★ The Sports Examiner: Chronicling the key competitive, economic and political forces shaping elite sport and the Olympic Movement.★
★ To get The Sports Examiner by e-mail: sign up here! ★
≡ THE 5-RING CIRCUS ≡
1. Four candidates to bid for 2027 FIFA Women’s World Cup
2. Jackson 10.82, Andersen 261-10 among weekend world leads
3. L.A. Grand Prix tickets now on sale for 26-27 May
4. Beijing will bid for the 2027 World Athletics Championships
5. Sports Minister assures Israel OK for World Beach Games
FIFA announced that the Women’s World Cup for 2027 received four bids, including a joint effort by Mexico and the U.S. A lengthy process of review will commence, with three to be shortlisted for a final vote in 2024. There were world-leading performances in six track & field events over the weekend, with Jamaican Shericka Jackson taking the women’s 100 m lead at 10.82 and women’s hammer world champ Brooke Andersen of the U.S. moving to no. 3 all-time at 79.80 m (261-10).

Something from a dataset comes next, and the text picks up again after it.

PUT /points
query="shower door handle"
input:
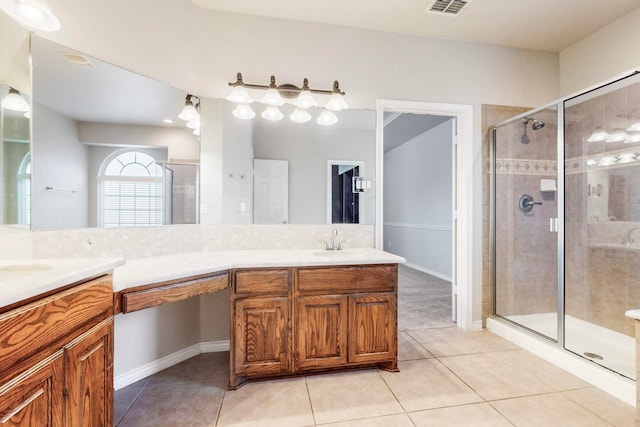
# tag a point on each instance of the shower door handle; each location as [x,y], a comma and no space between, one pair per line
[525,203]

The first announcement of entries and ticket sales for the L.A. Grand Prix at UCLA’s Drake Stadium surfaced on Monday, with stars such as Mondo Duplantis, Ryan Crouser and Valarie Allman scheduled to compete. Tickets are available in discounted packages for the Friday Distance Classic, Saturday Grand Prix and the Saturday evening music show. Beijing signaled it is a candidate for the 2027 World Athletics Championships, an event it hosted in 2015. There has been interest in placing the event in Africa, but the Chinese bid will be a formidable one, slated for the famous Bird’s Nest Stadium. The Indonesian minister for Youth and Sports said there will be no more “polemic” statements against Israel’s participation in this summer’s ANOC World Beach Games in Bali and the ANOC Secretary General assessed the statements as “noise.”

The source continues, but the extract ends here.